Above all, you are humbled by the dogs. They are up there tugging, heads bobbling like ping-pong balls on a vibrating motel bed, lugging your lard up, down, and around the frozen wilds of northern Minnesota, while you merely offer encouragement from the back of a sled lumbered with the equipment required to coddle and keep you alive through the subzero nights. The dogs, of course, will simply curl up in the snow, tuck their noses beneath their tails, and wait for morning, when they will lug you again.
Make no mistake: The dogs are happy to pull. To believe otherwise is to remain willfully blind to their demeanor. Perhaps because I was raised on a farm where my father taught us to treat animals with respect but not confuse them with long-term family members, I am not one to get anthropomorphic. And yet, when we pull off trail for a cheese and hot cider break, I feel compelled to move from wheel dog to lead dog, kneeling to pat and scratch each one, looking into their eyes in an attempt to convey gratitude.

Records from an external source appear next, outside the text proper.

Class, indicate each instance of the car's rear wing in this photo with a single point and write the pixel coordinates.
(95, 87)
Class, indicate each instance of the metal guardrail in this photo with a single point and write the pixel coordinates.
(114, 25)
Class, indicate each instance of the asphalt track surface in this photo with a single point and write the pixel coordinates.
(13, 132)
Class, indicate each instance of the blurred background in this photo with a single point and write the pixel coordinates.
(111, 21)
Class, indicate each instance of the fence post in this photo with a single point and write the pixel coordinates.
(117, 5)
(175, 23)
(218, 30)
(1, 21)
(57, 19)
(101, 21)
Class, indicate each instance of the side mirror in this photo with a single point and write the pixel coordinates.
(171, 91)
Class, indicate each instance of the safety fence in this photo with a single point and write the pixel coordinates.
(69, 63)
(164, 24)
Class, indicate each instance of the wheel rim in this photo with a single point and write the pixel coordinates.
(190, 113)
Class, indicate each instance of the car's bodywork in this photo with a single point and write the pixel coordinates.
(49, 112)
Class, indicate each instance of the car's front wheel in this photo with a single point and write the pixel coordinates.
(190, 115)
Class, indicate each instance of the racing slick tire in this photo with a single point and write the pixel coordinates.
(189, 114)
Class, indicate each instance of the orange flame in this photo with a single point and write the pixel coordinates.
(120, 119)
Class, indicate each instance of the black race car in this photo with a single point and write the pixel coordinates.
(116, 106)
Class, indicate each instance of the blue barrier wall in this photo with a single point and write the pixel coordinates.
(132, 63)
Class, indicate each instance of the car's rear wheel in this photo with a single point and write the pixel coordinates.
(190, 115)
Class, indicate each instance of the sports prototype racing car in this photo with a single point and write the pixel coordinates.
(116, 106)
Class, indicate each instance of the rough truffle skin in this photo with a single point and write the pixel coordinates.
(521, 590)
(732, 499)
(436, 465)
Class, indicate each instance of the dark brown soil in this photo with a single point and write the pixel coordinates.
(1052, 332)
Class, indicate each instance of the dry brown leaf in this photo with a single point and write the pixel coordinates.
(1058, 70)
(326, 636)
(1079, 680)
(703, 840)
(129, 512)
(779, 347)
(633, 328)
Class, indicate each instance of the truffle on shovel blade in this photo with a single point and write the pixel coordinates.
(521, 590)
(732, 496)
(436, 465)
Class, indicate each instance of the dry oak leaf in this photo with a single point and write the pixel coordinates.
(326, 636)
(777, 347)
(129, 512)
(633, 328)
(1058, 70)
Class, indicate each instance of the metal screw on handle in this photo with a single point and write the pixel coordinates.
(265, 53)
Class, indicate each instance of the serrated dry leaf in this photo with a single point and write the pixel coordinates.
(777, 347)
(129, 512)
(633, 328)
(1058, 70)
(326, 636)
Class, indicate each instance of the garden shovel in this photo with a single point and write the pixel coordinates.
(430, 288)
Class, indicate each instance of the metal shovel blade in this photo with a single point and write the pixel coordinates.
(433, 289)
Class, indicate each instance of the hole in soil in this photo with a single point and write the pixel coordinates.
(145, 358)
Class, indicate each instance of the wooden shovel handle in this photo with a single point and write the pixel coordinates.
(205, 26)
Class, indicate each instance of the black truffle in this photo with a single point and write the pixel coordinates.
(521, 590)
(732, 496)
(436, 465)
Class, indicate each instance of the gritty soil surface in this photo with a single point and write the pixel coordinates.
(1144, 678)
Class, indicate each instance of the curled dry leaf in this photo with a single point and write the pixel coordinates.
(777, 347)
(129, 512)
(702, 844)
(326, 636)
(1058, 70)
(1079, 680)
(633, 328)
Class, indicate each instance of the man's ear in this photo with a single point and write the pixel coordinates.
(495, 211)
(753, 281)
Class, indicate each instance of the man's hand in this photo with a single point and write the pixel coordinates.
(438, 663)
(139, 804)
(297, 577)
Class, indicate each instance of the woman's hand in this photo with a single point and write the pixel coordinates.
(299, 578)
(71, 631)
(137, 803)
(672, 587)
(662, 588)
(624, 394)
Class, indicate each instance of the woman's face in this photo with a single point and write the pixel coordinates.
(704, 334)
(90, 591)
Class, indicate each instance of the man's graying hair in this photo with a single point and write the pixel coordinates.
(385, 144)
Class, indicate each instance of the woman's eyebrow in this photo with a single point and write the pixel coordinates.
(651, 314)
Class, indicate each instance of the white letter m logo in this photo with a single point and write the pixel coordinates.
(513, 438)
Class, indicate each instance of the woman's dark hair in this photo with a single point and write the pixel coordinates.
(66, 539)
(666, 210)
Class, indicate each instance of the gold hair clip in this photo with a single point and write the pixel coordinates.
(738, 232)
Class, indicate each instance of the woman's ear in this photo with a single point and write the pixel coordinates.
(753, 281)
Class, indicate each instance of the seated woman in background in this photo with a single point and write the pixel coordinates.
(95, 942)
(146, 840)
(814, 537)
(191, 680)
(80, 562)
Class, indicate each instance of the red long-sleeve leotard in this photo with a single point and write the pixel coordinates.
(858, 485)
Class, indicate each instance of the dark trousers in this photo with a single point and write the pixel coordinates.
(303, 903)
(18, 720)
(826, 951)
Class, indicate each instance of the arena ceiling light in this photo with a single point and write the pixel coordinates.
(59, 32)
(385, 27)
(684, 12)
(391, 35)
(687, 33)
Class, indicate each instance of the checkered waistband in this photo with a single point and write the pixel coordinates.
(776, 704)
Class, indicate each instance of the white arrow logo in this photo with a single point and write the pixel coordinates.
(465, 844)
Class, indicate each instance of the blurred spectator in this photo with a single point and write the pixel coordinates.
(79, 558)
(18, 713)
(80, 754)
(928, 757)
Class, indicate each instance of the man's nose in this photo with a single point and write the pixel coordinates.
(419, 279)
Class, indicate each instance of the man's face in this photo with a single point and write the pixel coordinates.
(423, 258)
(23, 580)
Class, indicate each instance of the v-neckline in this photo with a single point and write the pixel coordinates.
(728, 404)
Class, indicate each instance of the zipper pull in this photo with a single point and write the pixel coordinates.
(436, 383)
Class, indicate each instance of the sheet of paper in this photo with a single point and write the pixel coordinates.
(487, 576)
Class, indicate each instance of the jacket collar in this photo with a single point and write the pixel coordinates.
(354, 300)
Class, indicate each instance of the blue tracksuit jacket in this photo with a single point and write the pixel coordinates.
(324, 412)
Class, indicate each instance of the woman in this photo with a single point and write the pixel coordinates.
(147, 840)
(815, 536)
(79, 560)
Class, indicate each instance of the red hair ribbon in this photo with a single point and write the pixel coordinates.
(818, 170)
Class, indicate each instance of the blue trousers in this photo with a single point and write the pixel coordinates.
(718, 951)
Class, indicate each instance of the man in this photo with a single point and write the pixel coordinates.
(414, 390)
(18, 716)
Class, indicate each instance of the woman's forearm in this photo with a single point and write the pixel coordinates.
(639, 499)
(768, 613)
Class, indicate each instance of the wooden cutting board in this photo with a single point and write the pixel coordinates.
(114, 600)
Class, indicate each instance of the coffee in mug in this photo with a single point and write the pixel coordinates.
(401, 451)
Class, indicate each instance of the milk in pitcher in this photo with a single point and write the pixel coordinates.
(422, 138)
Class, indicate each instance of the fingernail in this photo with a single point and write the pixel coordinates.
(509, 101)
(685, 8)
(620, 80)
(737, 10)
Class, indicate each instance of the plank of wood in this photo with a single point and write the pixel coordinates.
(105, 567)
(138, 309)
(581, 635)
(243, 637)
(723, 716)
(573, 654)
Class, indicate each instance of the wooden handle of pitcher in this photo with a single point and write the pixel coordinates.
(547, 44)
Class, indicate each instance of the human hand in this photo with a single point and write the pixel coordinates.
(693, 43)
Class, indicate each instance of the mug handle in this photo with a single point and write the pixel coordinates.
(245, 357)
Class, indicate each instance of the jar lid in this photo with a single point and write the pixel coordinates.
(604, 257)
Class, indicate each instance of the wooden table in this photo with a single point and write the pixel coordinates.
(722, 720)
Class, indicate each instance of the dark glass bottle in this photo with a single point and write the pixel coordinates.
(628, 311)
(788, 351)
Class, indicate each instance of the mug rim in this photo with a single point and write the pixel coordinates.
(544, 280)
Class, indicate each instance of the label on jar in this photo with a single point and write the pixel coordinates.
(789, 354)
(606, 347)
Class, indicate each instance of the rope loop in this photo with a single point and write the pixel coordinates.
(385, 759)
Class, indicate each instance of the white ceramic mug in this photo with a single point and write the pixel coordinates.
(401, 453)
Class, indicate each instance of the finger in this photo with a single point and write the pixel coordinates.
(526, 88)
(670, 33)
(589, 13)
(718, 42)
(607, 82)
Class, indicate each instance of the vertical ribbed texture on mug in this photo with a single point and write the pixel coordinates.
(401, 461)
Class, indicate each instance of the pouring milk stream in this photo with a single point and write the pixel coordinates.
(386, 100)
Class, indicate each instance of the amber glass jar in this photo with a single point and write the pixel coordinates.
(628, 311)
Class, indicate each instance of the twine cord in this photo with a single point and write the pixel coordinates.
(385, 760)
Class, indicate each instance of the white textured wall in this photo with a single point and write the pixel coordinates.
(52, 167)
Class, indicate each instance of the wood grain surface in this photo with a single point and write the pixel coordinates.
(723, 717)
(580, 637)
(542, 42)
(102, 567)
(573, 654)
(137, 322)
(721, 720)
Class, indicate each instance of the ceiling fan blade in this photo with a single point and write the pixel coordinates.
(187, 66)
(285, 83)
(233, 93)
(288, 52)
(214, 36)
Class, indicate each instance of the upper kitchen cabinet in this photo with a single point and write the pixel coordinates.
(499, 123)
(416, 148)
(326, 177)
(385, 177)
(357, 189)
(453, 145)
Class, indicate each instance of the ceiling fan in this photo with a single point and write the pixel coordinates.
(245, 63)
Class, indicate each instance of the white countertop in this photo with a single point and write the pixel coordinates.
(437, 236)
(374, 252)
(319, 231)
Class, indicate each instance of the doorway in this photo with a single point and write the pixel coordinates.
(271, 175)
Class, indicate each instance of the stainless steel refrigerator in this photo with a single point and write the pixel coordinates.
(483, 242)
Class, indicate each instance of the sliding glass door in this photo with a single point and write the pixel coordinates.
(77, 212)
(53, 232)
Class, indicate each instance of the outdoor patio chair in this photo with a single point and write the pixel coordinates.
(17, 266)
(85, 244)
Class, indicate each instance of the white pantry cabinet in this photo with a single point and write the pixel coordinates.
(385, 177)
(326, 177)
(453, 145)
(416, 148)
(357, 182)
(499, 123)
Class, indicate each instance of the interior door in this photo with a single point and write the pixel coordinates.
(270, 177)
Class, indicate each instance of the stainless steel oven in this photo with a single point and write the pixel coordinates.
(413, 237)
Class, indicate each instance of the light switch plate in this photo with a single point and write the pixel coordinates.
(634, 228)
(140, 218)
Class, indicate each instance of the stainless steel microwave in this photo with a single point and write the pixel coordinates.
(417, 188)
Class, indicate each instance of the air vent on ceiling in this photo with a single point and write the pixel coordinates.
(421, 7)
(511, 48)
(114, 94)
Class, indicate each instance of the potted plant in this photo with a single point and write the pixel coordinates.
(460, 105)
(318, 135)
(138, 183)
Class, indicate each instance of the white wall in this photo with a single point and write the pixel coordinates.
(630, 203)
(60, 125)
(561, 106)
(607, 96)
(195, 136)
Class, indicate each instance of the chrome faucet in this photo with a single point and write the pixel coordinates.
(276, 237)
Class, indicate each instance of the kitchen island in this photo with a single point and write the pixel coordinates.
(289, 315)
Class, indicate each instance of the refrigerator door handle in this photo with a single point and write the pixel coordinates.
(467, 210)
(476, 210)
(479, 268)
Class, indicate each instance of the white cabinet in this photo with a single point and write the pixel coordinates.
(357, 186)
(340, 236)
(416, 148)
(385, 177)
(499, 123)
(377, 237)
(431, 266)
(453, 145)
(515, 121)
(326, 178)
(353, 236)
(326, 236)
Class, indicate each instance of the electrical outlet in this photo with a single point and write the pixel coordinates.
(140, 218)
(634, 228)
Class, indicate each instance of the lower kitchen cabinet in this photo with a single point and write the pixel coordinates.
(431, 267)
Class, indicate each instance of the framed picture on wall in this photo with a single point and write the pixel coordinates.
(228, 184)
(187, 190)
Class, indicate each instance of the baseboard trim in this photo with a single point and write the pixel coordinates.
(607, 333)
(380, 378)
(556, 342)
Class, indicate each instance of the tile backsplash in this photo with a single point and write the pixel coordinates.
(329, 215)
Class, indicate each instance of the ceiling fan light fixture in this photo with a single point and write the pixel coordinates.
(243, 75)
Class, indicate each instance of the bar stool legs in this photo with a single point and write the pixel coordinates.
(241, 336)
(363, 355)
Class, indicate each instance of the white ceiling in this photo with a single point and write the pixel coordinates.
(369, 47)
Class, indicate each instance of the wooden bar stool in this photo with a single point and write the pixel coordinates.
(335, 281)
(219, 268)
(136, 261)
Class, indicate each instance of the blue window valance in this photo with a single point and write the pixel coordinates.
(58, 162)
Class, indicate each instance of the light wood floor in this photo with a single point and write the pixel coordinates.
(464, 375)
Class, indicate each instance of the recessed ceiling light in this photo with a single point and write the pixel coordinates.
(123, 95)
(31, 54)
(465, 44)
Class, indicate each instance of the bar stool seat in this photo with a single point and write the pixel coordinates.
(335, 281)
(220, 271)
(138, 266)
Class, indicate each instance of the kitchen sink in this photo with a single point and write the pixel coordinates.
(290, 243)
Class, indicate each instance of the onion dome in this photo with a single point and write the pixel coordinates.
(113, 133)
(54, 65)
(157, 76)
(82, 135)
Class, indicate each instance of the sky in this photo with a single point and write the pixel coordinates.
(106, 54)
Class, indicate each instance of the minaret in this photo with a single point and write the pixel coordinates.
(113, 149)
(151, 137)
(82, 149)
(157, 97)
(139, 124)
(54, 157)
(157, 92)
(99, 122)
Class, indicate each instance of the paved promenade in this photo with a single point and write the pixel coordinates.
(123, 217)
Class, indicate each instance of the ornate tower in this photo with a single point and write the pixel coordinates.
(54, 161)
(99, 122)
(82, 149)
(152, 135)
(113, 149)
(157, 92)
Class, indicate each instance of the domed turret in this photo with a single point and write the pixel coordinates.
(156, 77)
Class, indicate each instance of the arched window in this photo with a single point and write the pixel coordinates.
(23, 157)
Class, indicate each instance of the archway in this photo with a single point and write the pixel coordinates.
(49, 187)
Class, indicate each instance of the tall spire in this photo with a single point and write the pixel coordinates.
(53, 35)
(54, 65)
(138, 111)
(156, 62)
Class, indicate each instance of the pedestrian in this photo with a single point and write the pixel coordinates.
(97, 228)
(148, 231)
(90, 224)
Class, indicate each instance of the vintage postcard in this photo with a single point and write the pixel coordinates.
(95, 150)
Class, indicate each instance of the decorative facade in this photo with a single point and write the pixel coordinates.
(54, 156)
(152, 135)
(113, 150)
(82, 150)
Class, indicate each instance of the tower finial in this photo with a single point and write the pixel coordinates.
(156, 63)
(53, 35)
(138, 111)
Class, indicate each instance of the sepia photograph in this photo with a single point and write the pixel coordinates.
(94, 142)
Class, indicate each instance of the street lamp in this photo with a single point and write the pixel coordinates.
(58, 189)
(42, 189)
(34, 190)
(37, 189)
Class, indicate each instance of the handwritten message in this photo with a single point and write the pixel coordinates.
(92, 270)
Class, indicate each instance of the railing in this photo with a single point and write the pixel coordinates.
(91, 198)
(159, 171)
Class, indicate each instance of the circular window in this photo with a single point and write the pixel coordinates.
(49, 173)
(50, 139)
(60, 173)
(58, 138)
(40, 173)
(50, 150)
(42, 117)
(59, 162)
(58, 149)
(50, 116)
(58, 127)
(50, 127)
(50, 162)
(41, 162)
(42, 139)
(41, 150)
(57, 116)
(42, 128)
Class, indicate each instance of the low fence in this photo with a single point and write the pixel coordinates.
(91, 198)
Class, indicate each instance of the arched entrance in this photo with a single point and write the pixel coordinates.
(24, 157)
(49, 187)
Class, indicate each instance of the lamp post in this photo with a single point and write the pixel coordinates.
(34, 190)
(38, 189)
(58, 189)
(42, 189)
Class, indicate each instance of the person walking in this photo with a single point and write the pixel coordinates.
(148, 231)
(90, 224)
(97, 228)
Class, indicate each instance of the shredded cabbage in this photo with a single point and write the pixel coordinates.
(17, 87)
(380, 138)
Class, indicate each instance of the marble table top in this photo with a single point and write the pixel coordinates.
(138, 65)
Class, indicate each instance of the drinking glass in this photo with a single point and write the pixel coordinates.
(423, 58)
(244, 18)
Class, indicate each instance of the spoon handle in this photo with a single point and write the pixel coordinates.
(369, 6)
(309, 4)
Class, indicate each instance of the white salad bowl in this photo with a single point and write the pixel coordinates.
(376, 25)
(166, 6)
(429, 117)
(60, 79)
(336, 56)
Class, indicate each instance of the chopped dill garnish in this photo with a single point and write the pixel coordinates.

When it is time to run again, I step to the back of the sled and, with one foot on the rail and one on the brake, say, “Ready?” The dogs jump up and lean eagerly to harness, tails wagging. I wait, and they glance back over their shoulders. “Ready?” I say again, in the tone I might use before giving a child a push on a swing. The dogs whine and stamp their feet, and the tug line tightens.
“All right,” I say, and release the brake. We fly away into the woods.